Suite à l’éphémère mobilisation de la jeunesse chinoise contre la stratégie « zéro Covid » début décembre, que Pékin a abandonnée au lendemain des rassemblements, l’espoir s’est embrasé dans l’Empire du Milieu, ou l’on réalise que manifester peut produire des résultats. Mais bien que l’espoir renaisse, il y a fort à parier que Pékin ait lâché du lest cette fois pour être plus intransigeant à l’avenir.
« Cela donne de l’espoir »
« Au moins on a osé parler, alors que tout le monde se taisait. Je suis heureuse d’avoir modestement contribué à ce changement », confie Shunyu, une quarantenaire ayant participé aux manifestations dans le quartier des ambassades, à Pékin.
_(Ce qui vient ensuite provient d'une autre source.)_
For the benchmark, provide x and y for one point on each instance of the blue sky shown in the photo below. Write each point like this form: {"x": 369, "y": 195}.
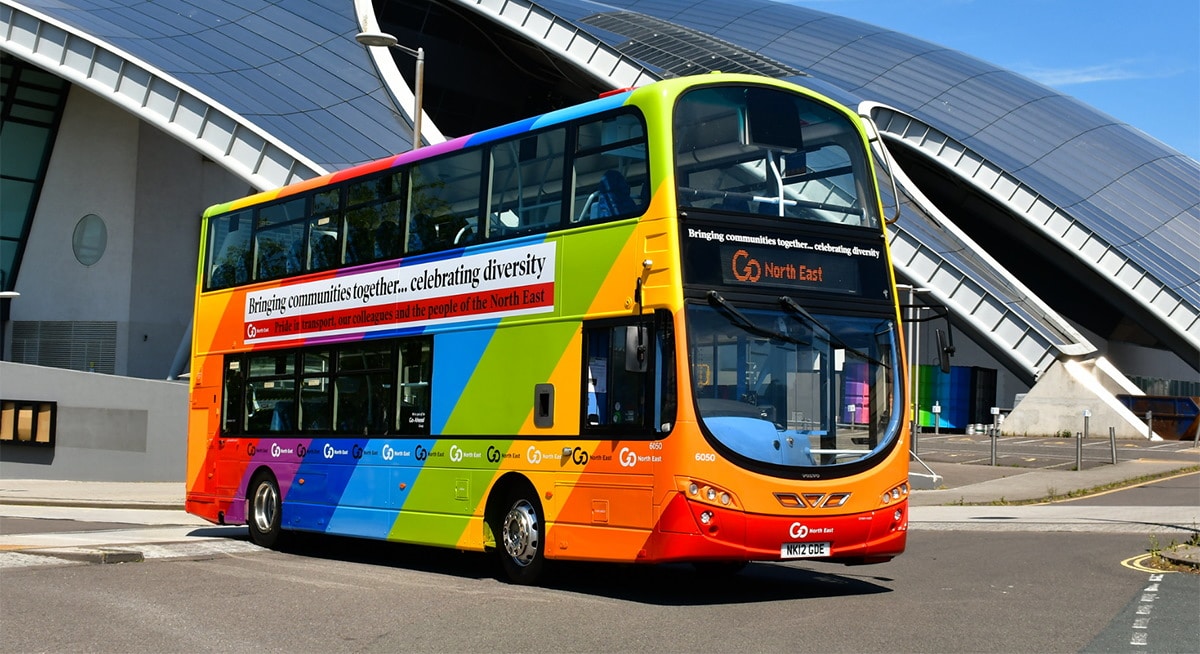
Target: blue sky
{"x": 1135, "y": 61}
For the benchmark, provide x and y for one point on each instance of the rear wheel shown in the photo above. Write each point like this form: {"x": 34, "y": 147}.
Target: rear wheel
{"x": 522, "y": 538}
{"x": 264, "y": 511}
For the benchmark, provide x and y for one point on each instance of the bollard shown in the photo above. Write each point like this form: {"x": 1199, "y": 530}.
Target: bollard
{"x": 1079, "y": 450}
{"x": 1079, "y": 441}
{"x": 995, "y": 432}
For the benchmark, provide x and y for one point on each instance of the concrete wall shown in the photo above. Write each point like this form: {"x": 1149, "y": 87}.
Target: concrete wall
{"x": 109, "y": 429}
{"x": 150, "y": 190}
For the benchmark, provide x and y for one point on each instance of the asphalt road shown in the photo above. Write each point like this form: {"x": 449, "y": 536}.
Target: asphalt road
{"x": 951, "y": 592}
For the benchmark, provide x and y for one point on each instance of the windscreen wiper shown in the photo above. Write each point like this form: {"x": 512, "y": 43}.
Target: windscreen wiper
{"x": 741, "y": 319}
{"x": 832, "y": 339}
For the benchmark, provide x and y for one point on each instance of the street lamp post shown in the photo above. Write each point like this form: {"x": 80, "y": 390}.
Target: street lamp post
{"x": 382, "y": 40}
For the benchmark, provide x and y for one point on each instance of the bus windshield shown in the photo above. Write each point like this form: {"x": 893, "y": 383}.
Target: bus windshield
{"x": 791, "y": 388}
{"x": 763, "y": 151}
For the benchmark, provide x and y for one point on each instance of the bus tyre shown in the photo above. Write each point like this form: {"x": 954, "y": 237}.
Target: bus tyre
{"x": 522, "y": 538}
{"x": 265, "y": 510}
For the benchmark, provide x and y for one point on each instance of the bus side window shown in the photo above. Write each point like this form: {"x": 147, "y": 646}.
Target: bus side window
{"x": 610, "y": 169}
{"x": 415, "y": 370}
{"x": 444, "y": 202}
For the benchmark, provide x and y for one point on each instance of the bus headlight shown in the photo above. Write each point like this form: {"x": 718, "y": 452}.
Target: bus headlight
{"x": 897, "y": 493}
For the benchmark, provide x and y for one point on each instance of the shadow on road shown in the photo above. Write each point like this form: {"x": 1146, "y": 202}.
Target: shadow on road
{"x": 666, "y": 585}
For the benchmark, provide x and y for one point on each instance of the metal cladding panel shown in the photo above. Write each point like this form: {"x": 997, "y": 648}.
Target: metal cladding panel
{"x": 259, "y": 60}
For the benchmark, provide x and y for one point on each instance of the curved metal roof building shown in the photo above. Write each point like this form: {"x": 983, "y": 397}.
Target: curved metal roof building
{"x": 1050, "y": 231}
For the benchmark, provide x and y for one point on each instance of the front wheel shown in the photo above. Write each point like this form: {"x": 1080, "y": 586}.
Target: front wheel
{"x": 522, "y": 535}
{"x": 264, "y": 511}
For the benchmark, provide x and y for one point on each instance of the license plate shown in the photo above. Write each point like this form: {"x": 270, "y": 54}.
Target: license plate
{"x": 804, "y": 550}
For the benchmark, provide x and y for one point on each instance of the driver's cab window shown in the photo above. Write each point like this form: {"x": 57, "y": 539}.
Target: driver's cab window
{"x": 628, "y": 371}
{"x": 615, "y": 377}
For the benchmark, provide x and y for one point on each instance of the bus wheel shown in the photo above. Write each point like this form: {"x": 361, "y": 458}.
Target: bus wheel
{"x": 265, "y": 510}
{"x": 522, "y": 539}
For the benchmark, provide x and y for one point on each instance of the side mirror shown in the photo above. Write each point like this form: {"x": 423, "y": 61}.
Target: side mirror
{"x": 945, "y": 351}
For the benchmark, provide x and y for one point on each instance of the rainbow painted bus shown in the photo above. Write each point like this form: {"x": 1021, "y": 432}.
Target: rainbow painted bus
{"x": 658, "y": 327}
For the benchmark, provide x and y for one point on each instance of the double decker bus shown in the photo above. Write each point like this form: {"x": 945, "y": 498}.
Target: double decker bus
{"x": 657, "y": 327}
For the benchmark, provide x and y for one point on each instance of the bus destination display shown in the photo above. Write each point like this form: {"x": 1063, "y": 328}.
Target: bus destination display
{"x": 762, "y": 259}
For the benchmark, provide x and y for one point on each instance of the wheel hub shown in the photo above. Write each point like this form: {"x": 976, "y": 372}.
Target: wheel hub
{"x": 520, "y": 534}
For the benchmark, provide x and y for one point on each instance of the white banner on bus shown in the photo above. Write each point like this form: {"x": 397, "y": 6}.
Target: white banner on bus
{"x": 489, "y": 285}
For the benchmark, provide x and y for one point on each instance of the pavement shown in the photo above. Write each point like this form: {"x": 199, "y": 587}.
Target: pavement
{"x": 945, "y": 496}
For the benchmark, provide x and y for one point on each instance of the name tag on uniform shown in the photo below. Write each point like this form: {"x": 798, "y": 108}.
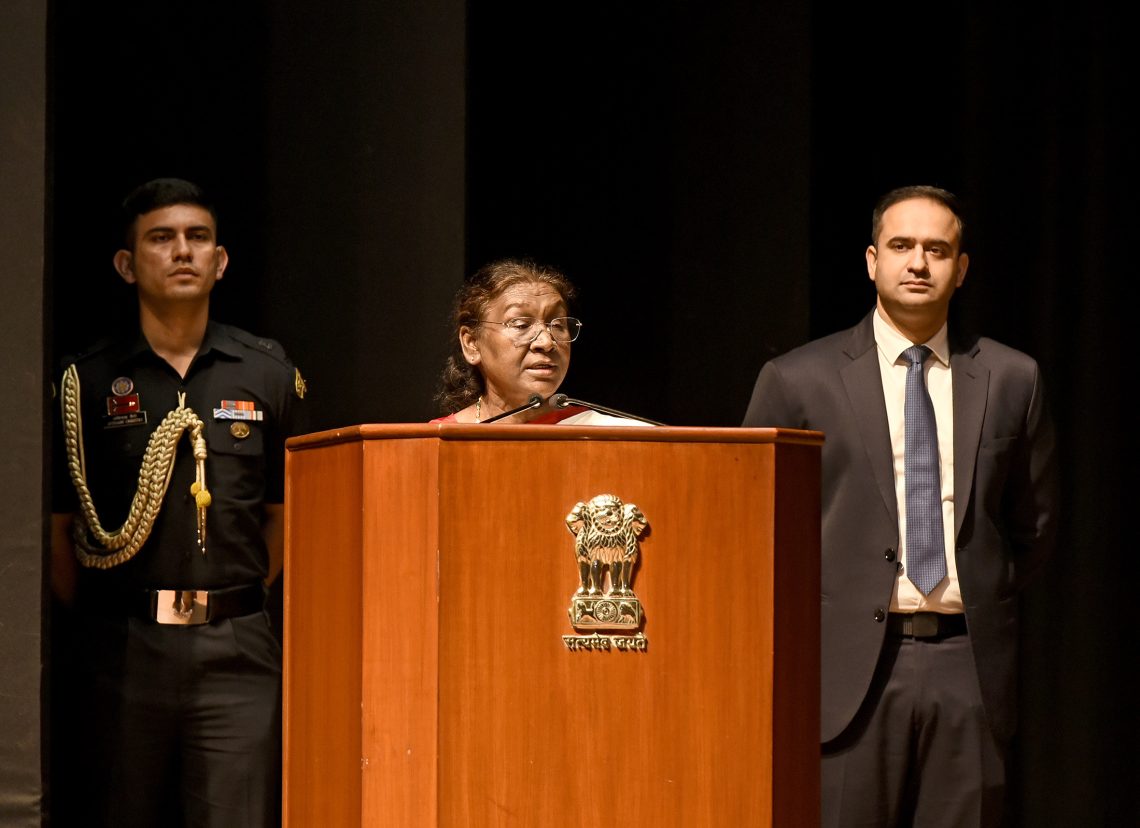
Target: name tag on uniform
{"x": 123, "y": 410}
{"x": 238, "y": 410}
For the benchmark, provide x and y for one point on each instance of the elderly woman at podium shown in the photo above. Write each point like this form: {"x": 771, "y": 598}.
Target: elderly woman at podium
{"x": 511, "y": 350}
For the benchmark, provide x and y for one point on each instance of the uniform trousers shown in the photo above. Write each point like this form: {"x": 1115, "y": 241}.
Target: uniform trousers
{"x": 181, "y": 724}
{"x": 920, "y": 751}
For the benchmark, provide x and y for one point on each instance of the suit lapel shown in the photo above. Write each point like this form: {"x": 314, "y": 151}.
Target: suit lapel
{"x": 970, "y": 381}
{"x": 863, "y": 383}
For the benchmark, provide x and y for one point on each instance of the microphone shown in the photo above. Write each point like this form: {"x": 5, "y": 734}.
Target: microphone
{"x": 532, "y": 403}
{"x": 560, "y": 400}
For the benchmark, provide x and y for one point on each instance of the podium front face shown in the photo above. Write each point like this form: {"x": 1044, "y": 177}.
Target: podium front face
{"x": 432, "y": 672}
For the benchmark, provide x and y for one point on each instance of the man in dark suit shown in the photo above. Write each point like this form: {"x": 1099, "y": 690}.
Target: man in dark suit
{"x": 919, "y": 655}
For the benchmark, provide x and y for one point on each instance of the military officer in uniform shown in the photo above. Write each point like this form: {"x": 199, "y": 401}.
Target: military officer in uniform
{"x": 169, "y": 527}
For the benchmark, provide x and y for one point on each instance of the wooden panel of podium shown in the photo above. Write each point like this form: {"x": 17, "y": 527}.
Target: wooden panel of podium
{"x": 432, "y": 674}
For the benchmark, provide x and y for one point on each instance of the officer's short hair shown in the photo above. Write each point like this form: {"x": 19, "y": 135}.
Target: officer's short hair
{"x": 156, "y": 194}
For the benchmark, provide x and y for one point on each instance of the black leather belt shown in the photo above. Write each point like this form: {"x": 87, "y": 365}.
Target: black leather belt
{"x": 927, "y": 625}
{"x": 181, "y": 607}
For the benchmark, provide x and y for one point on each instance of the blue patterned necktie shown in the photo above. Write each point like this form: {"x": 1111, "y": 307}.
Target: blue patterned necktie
{"x": 926, "y": 546}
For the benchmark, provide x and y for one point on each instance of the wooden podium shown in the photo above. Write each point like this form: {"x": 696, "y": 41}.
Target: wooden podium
{"x": 429, "y": 571}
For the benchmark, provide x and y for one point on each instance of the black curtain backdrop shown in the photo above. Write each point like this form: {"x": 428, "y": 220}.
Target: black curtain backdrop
{"x": 705, "y": 177}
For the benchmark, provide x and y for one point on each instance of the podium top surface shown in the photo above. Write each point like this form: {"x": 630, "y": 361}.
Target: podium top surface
{"x": 627, "y": 433}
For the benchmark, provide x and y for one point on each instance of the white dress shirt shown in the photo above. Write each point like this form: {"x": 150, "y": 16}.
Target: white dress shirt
{"x": 946, "y": 597}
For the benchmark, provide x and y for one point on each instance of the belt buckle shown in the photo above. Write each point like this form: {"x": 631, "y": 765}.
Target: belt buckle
{"x": 180, "y": 607}
{"x": 925, "y": 625}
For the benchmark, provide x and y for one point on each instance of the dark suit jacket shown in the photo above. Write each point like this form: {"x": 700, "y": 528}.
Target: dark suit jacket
{"x": 1004, "y": 502}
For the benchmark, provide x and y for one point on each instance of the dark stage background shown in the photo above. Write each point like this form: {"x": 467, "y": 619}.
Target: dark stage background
{"x": 705, "y": 176}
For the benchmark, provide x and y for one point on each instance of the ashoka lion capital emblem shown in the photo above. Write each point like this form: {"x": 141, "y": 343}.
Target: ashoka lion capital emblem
{"x": 605, "y": 549}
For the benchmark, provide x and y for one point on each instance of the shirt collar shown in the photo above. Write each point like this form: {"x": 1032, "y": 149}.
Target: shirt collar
{"x": 893, "y": 343}
{"x": 214, "y": 339}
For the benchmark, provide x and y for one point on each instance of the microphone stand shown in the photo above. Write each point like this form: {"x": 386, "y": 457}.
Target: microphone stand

Des rassemblements certes modestes (quelques centaines d’étudiants) au regard des 1,4 milliard de Chinois, dont la plupart n’entendront d’ailleurs jamais parler, mais qui ont suffi à enflammer les coeurs de la jeunesse, en Chine et à travers le monde. « Ces manifestations sont d’une grande signification pour les jeunes en Chine aujourd’hui, bien qu’elles aient été rapidement réprimées. Il s’agit d’un moment d’éveil. Elles auront un impact à long terme », assure Xiang Biao, sociologue à l’Institut Max Planck, à Berlin.
De l’autre côté du détroit de Taïwan notamment, de nombreux jeunes chinois expatriés suivent ces manifestations de près. « C’est un coming out politique. Cela va entraîner des changements », se réjouit Céline, qui manifeste sur la place de la Liberté, à Taipei. La jeune Chinoise, originaire du nord-est du pays, croit dur comme fer en en la «démocratisation» prochaine de son pays.
Non loin de là, Sam, originaire du Zhejiang, est du même avis. « J’ai été surprise. Jamais je n’aurais imaginé qu’ils seraient aussi courageux. Cela donne de l’espoir. Si on proteste on peut obtenir des résultats », s’enthousiasme la jeune femme.
Limites du mouvement
La principale limite des manifestations est leur caractère éphémère, dû à la répression brutale de Pékin. « J’ai été surpris de voir tant de jeunes descendre dans la rue. Cela exige une extraordinaire bravoure, car la punition est certaine, et peut détruire la vie d’un individu », rappelle Xiang Biao.
Une autre limite vient des Chinois eux-mêmes, qui n’ont pas encore les mêmes revendications que les Occidentaux. « Les jeunes Chinois ne réclament pas des élections, mais ils veulent avoir le droit de poster ce qu’ils veulent en ligne », illustre Sam. D’ailleurs, ces revendications personnelles ne sont pas incompatibles avec un nationalisme exacerbé. « Vous pouvez être contre le “zéro Covid”, et en faveur de l’invasion de Taïwan », rappelle Céline.
La dernière limite du mouvement concerne son manque d’homogénéité. Il ne rassemble que des jeunes, déjà, mais surtout, il ne rassemble pas tous les jeunes. « Le mouvement est cantonné à la bourgeoisie urbaine branchée. Ce n’est pas un mouvement de masse populaire », juge Alex Payette, fondateur du Cabinet Cercius. Un élitisme sur lequel va sûrement jouer le gouvernement. « Les autorités vont recalibrer leur discours pour faire des manifestants les responsables du chaos », prédit Lai I-chung, directeur de la Prospect Foundation, à Taipei.
Mais si limité soit-il, le mouvement reste une avancée majeure pour les Chinois en quête de liberté. « À court terme, il n’y aura pas de grandes manifestations car la répression est trop stricte. Mais les jeunes se sont transformés en descendant dans la rue. Ils vont devenir plus courageux, et plus sensibles aux abus de pouvoir », prévoit Xiang Biao.